Eu acredito que foi. Em 2015, eu escrevi um artigo apontando as similaridades entre o ISIS e outros movimentos revolucionários (por exemplo, o movimento jacobino, os bolcheviques, o Khmer Vermelho, etc), e eu estabeleci algumas lições bastante óbvias tiradas daqueles movimentos históricos.
Cada um deles proclamava uma visão extrema de transformação da sociedade, acreditava que as forças da história (ou a divina providência) estavam ao seu lado e garantiam o seu sucesso, recorreu à extrema violência para avançar em seus objetivos e possuía uma capacidade de inspirar pessoas em terras distantes.
Ainda assim, eu argumentei que o Estado Islâmico não era tão perigoso quanto muitos afirmavam porque a maior parte dos movimentos revolucionários não conseguiram exportar seu modelo nem sobreviver por muito tempo, a menos que eles conquistassem o controle de um país poderoso. Felizmente, embora o ISIS fosse mais rico que a maior parte das organizações terroristas, ainda era um estado muito fraco.

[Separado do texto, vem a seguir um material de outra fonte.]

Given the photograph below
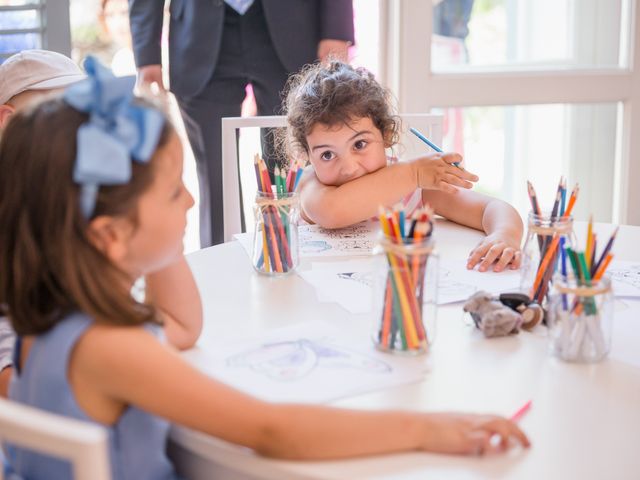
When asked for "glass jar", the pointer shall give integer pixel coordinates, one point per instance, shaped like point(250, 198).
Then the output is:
point(405, 296)
point(580, 320)
point(275, 244)
point(544, 253)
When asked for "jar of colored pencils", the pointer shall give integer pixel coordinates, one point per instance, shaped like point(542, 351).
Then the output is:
point(580, 318)
point(275, 245)
point(405, 295)
point(544, 253)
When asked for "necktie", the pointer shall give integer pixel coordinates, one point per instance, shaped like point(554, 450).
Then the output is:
point(240, 6)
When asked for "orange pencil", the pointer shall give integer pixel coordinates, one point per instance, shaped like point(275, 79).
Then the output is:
point(545, 263)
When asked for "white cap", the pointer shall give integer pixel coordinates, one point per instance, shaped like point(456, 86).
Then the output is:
point(36, 70)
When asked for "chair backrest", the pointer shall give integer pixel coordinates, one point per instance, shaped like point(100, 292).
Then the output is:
point(83, 444)
point(428, 124)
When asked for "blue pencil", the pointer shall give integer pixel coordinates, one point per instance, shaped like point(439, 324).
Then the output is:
point(430, 143)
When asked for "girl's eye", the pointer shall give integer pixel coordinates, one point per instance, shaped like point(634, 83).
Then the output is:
point(360, 144)
point(328, 155)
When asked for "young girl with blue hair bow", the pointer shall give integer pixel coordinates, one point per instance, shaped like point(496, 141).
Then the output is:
point(92, 203)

Por que o Estado Islâmico perdeu?
Por muitas razões. A derrota do ISIS foi determinada por várias causas e não deveria nos surpreender. Apesar de seu comportamento assustador e de seu acesso a algumas modestas rendas de petróleo, ele era muito mais fraco que a Rússia bolchevique, a França revolucionária ou ainda a maior parte de seus vizinhos próximos.
De fato, o ISIS podia emergir e obter o controle de um vasto deserto em grande parte vazio por causa do vácuo de poder criado pela invasão do Iraque pelos EUA e a subsequente revolta na Síria. Uma vez que o grupo se estabeleceu em Raqqa e no território ao redor, seu exemplo, sua ideologia e o seu apoio material causaram problemas em outros lugares, mas a fraqueza inerente do grupo limitou a sua habilidade de espalhar sua mensagem e colocou-o em desvantagem uma vez que seus vizinhos reconheceram o problema que representavam.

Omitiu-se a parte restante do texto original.